In your quest to consistently deliver remarkable customer experiences, an important question will often pop up: How do you know if something is remarkable?
Sure, you have your own internal standards of what "good" looks like within your company. Ultimately, however, your customers will have the final say as to whether or not a product, service, or experience is swoon-worthy.
As such, it's good practice to get comfortable with experimenting and trying different approaches until you find the essential elements that wow your customers over and over again.
As you test different initiatives, look for one or more of the following signals from your customers that what you created for them was, indeed, remarkable:
1. They tell you.
Last week, I was a guest lecturer for a course on diversity and inclusion at the University of Pennsylvania. Leading up to the session, I was super nervous about presenting my ideas in a new format.
During the question and answer section, students started telling me how much they'd enjoyed what was presented. They gushed about how many notes they had taken, and how they planned on using this new information when they left the classroom.
This unsolicited feedback about the experience I delivered was a clear signal to me that the information and the format were both a hit.
Some people won't give you any feedback, no matter what you do. But there will be a group of others who will go out of their way to make sure you know the positive impact and impression what you delivered had on them.
What if you create something you think is great, but it's met with the sound of crickets? That's valuable feedback, too. Your handiwork hasn't quite reached "remarkable" status yet.
2. They spread the word.
We live in an age where people have no problem sharing. They especially share the things that move them.
Earlier this month, a lot of my friends were captivated by the Royal Wedding. They shared articles about it, what they thought about every detail of the wedding, photos of themselves getting up at the crack of dawn to watch, video clips of different elements of the wedding, and much more.
When your customers are delighted, they will voluntarily share it with others.

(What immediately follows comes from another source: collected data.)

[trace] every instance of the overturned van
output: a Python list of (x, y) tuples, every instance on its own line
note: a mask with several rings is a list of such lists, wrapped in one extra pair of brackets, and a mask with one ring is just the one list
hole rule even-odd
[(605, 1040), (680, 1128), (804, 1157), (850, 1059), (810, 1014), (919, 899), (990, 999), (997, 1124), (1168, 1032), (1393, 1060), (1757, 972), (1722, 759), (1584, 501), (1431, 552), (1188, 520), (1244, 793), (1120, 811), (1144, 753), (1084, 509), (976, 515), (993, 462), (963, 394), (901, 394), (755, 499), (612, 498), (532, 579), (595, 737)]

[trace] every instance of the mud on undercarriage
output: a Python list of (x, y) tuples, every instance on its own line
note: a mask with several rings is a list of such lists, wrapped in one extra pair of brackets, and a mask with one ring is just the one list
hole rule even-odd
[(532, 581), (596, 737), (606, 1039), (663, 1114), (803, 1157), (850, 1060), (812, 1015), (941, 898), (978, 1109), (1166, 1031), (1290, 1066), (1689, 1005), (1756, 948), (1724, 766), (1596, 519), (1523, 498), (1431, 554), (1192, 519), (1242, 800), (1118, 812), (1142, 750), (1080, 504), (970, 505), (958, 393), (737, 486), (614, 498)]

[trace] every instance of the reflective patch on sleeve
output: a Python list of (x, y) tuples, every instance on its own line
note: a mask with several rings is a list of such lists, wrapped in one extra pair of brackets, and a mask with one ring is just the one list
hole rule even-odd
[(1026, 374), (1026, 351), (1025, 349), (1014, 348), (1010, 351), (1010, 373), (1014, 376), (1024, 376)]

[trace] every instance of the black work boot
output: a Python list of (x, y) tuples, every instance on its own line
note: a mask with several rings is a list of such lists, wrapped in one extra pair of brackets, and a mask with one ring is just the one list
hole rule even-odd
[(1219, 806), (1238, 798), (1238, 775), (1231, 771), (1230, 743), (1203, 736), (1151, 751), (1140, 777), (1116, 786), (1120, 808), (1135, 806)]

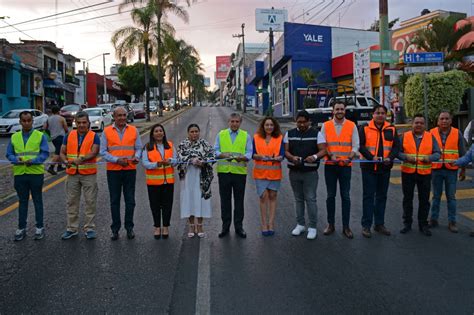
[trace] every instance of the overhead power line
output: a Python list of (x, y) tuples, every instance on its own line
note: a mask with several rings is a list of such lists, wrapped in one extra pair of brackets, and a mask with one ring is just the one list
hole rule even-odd
[[(85, 7), (81, 7), (81, 8), (77, 8), (77, 9), (63, 11), (63, 12), (59, 12), (59, 13), (55, 13), (55, 14), (50, 14), (50, 15), (46, 15), (46, 16), (39, 17), (39, 18), (32, 19), (32, 20), (18, 22), (18, 23), (15, 23), (15, 24), (11, 24), (11, 26), (17, 26), (17, 25), (21, 25), (21, 24), (26, 24), (26, 23), (30, 23), (30, 22), (34, 22), (34, 21), (47, 19), (47, 18), (50, 18), (50, 17), (55, 17), (55, 16), (58, 16), (58, 15), (63, 15), (63, 14), (70, 13), (70, 12), (80, 11), (80, 10), (84, 10), (84, 9), (88, 9), (88, 8), (92, 8), (92, 7), (97, 7), (99, 5), (103, 5), (103, 4), (110, 3), (110, 2), (112, 2), (112, 0), (107, 0), (105, 2), (100, 2), (100, 3), (97, 3), (97, 4), (91, 4), (89, 6), (85, 6)], [(6, 27), (8, 27), (8, 26), (2, 26), (0, 28), (6, 28)]]
[(337, 9), (339, 9), (339, 8), (344, 4), (344, 2), (346, 2), (346, 0), (342, 0), (342, 2), (341, 2), (334, 10), (332, 10), (331, 13), (329, 13), (321, 22), (319, 22), (319, 24), (323, 24), (323, 22), (326, 21), (326, 19), (327, 19), (328, 17), (330, 17), (331, 15), (333, 15), (334, 12), (336, 12)]
[[(105, 15), (100, 15), (100, 16), (97, 16), (97, 17), (92, 17), (92, 18), (88, 18), (88, 19), (82, 19), (82, 20), (77, 20), (77, 21), (72, 21), (72, 22), (67, 22), (67, 23), (61, 23), (61, 24), (57, 24), (57, 25), (48, 25), (48, 26), (30, 28), (30, 29), (23, 30), (23, 31), (36, 31), (36, 30), (42, 30), (42, 29), (45, 29), (45, 28), (51, 28), (51, 27), (56, 27), (56, 26), (64, 26), (64, 25), (70, 25), (70, 24), (77, 24), (77, 23), (82, 23), (82, 22), (87, 22), (87, 21), (91, 21), (91, 20), (100, 19), (100, 18), (103, 18), (103, 17), (109, 17), (109, 16), (114, 16), (114, 15), (119, 15), (119, 14), (122, 14), (122, 13), (131, 12), (131, 11), (132, 11), (132, 10), (127, 10), (127, 11), (122, 11), (122, 12), (119, 12), (119, 13), (105, 14)], [(13, 25), (12, 25), (12, 26), (13, 26)], [(0, 34), (10, 34), (10, 33), (17, 33), (17, 32), (18, 32), (18, 31), (15, 31), (15, 32), (3, 32), (3, 33), (0, 33)], [(21, 32), (21, 31), (20, 31), (20, 32)]]
[(329, 2), (327, 5), (325, 5), (325, 6), (321, 9), (321, 11), (316, 12), (315, 14), (313, 14), (313, 16), (310, 17), (310, 18), (306, 21), (306, 23), (309, 23), (309, 22), (311, 22), (312, 20), (314, 20), (315, 17), (317, 17), (317, 16), (318, 16), (319, 14), (321, 14), (322, 12), (324, 12), (324, 10), (326, 10), (328, 7), (330, 7), (333, 3), (334, 3), (334, 0), (331, 0), (331, 2)]

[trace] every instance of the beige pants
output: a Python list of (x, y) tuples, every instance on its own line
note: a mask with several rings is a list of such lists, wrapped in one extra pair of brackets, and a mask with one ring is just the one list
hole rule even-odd
[(94, 217), (97, 208), (97, 175), (68, 175), (66, 181), (67, 195), (67, 230), (78, 232), (79, 207), (81, 191), (84, 192), (85, 222), (84, 231), (95, 228)]

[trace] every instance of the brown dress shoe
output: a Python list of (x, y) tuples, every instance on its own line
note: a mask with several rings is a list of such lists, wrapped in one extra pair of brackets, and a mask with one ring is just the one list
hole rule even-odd
[(448, 223), (448, 230), (450, 230), (453, 233), (459, 232), (458, 227), (456, 226), (456, 222), (449, 222)]
[(346, 227), (342, 230), (342, 234), (344, 234), (345, 237), (347, 237), (348, 239), (353, 239), (354, 238), (354, 234), (352, 234), (352, 231), (350, 228)]
[(372, 232), (370, 232), (369, 228), (363, 228), (362, 229), (362, 235), (366, 238), (371, 238), (372, 237)]
[(392, 233), (385, 227), (385, 225), (376, 225), (374, 231), (383, 235), (390, 236)]
[(471, 233), (469, 233), (469, 236), (470, 236), (470, 237), (474, 237), (474, 231), (472, 231)]
[(439, 226), (438, 220), (431, 219), (430, 222), (428, 223), (428, 226), (430, 228), (435, 228)]
[(334, 233), (334, 231), (335, 231), (334, 224), (328, 224), (328, 226), (324, 229), (323, 234), (331, 235), (332, 233)]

Whenever I encounter a business doing something remarkable, I can't shut up about it. I post about it on social media, I'll tell my crew in person, and I'll often write about it. I'll shout far and wide to let folks know, so they can get a dose of the goodness I experienced.
You know you're onto something that resonates when you peruse social media, YouTube, and other channels and see your customers raving about you. If your business isn't the kind that people talk about publicly, don't fret: If you consistently get referrals from past clients, you're on the right track.
3. They come back for more.
Repeat business is the best signal that you're doing extraordinary work. Your customers have an abundance of choice available to them, so if they forsake other options to come back for more of what you have to offer, you've left a positive impression. Double down on what you're doing.
If you get a bunch of new customers only to never see them again, you have a leaky bucket. At least one element of your customer journey doesn't give your customers a compelling enough reason to come back. No bueno.
Your goal should be to make your brand such an integral part of your customers' lives that they hyperventilate a bit at the thought of not having you in their world. You can do that by delivering products, services, and experiences that are so remarkable that they induce at least one of the reactions noted above.
Start tinkering with elevating the moments and experiences your customers encounter throughout every area of their journey with you. In time, you'll get the kind of feedback from them that will let you know when you've created something that is outstanding.